If the total space of circle bundle over higher genus surface admit Riemannian metric of non-positive sectional curvature?
I wish to use the result about the question and find Leeb's work *3-manifolds with(out) metrics of nonpositive curvature* relate it. But I can not understand the paper since I am a novice in 3-dimension manifold, so I ask for help .

Leeb asked in 1995: *which compact aspherical
3-manifolds admit Riemannian metrics of nonpositive sectional curvature?* Do we know more results about the question though the progress of those years in 3-manifold?

Add: Thanks to Thiku's answer, it is clearly for aspherical 3-manifold. It may too ambitious to ask *which compact aspherical smooth
n-manifolds (n>3) admit Riemannian metrics of nonpositive sectional curvature?*, since Davis and Januszkiewicz proved some exotic aspherical closed manifolds in the paper *Hyperbolization of polyhedra*. For example, *for each n≥4 there exists an aspherical closed n-dimensional manifold such that its universal covering is not homeomorphic to n-dimension Euclid space.* So I reduce it to the following questions:

1) If the total space of circle bundle over closed manifold with Riemannian metric of non-positive sectional curvature also admits Riemannian metric of non-positive sectional curvature?

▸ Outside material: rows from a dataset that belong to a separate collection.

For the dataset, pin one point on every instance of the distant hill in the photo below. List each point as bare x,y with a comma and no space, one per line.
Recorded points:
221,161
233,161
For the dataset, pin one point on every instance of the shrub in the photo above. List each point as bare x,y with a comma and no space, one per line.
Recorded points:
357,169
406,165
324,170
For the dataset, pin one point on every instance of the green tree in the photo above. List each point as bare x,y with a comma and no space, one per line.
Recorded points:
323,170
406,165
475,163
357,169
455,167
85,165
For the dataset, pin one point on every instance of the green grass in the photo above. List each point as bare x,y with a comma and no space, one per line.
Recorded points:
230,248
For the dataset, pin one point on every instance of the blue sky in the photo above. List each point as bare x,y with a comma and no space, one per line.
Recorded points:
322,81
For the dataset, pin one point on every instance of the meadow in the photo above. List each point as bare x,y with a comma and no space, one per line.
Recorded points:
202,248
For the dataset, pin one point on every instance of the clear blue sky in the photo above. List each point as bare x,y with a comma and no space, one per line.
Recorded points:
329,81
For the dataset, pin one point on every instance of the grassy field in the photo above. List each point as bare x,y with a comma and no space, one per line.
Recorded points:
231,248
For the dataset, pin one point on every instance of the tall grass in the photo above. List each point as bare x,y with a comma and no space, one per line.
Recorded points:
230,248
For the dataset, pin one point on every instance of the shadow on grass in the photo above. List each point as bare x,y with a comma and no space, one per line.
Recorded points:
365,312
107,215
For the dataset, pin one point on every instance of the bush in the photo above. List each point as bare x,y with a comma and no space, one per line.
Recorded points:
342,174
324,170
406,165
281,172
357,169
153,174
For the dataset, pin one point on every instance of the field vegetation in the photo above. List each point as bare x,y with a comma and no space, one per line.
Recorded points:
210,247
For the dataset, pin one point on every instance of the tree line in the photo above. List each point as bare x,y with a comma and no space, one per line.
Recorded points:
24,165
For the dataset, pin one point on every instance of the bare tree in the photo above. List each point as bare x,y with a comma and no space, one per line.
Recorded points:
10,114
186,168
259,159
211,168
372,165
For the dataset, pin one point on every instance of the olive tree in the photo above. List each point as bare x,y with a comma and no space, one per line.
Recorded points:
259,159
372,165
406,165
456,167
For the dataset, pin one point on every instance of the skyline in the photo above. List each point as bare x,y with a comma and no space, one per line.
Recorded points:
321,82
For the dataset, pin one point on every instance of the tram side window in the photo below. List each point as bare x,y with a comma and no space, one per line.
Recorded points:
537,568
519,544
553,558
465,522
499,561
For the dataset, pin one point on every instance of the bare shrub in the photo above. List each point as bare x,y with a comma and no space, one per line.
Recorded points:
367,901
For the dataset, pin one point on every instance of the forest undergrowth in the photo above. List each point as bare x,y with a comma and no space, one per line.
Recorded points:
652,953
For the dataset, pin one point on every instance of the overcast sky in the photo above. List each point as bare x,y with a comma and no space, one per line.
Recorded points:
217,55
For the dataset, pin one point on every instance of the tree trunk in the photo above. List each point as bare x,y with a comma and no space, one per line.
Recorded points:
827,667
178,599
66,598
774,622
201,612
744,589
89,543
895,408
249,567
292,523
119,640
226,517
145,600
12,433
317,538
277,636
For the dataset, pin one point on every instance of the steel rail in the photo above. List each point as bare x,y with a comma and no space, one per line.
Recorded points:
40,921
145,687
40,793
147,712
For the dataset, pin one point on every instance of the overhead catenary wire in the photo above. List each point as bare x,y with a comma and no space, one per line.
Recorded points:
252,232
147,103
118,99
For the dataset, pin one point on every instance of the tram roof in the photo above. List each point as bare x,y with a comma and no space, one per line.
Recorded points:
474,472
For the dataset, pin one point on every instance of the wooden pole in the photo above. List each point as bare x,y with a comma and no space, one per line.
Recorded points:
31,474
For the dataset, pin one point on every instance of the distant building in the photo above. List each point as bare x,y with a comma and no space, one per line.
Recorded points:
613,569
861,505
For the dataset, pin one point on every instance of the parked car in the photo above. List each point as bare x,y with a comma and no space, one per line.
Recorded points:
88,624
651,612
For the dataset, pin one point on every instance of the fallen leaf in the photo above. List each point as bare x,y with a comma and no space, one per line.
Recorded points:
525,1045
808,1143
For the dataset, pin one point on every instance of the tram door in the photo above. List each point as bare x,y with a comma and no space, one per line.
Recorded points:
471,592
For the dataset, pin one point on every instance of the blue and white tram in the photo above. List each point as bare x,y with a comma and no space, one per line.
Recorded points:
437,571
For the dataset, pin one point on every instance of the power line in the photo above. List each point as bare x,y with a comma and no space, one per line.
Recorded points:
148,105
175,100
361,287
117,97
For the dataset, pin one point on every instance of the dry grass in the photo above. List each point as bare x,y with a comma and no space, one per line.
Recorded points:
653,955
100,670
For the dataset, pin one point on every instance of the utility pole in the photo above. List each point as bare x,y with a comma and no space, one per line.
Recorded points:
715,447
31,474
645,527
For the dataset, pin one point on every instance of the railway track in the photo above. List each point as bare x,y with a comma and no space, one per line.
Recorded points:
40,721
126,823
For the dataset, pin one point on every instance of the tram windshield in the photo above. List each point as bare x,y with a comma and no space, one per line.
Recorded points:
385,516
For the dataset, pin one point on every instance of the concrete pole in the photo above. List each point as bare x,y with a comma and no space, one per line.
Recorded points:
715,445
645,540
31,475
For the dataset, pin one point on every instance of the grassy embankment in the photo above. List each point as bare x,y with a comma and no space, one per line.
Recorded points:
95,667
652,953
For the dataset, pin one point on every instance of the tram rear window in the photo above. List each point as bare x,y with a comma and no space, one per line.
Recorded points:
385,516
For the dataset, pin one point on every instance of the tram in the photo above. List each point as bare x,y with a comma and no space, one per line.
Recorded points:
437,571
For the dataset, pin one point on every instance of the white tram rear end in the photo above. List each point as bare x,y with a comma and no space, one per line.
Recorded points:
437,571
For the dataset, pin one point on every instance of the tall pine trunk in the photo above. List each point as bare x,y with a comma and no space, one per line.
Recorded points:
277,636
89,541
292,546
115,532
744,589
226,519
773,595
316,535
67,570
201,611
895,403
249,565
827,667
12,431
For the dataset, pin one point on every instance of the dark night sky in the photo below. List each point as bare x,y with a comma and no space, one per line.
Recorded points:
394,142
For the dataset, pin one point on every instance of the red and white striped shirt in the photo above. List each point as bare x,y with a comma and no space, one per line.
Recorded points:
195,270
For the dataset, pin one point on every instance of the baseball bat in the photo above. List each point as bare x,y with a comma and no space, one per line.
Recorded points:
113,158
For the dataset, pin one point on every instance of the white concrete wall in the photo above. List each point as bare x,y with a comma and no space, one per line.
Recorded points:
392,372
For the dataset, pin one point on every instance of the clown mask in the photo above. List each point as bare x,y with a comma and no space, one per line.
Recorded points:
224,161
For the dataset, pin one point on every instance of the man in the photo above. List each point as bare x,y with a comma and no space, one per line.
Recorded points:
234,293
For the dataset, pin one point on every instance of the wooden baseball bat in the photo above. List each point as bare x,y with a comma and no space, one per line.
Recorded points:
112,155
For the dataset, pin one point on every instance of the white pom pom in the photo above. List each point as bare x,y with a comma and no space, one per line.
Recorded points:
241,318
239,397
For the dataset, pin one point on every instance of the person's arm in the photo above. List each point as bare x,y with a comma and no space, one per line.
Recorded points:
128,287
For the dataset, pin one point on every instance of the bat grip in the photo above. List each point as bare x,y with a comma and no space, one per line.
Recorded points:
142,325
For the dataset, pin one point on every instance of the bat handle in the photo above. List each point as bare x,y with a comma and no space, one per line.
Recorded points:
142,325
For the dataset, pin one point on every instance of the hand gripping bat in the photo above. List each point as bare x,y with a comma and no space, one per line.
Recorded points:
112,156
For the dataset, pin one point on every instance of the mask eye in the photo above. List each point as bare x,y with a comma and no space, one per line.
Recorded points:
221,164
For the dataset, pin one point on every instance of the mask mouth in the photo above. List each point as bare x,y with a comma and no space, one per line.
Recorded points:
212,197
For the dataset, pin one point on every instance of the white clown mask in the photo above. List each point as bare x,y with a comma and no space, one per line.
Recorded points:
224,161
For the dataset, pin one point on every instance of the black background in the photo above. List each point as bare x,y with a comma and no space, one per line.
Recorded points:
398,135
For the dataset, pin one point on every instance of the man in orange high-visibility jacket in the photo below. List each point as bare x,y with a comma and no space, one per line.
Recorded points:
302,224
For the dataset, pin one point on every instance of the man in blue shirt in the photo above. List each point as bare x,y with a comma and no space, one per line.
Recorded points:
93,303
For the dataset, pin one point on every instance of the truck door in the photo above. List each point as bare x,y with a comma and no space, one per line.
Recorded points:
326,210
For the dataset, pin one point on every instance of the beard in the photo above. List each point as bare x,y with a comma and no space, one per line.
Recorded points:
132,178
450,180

2) If the total space of fiber bundle over circle, which the fiber are closed manifold with Riemannian metric of non-positive sectional curvature, also admits Riemannian metric of non-positive sectional curvature?

3) In general, given the fiber bundle with fiber and base space are closed manifolds with Riemannian metric of non-positive sectional curvature, if its total space also admits Riemannian metric of non-positive sectional curvature?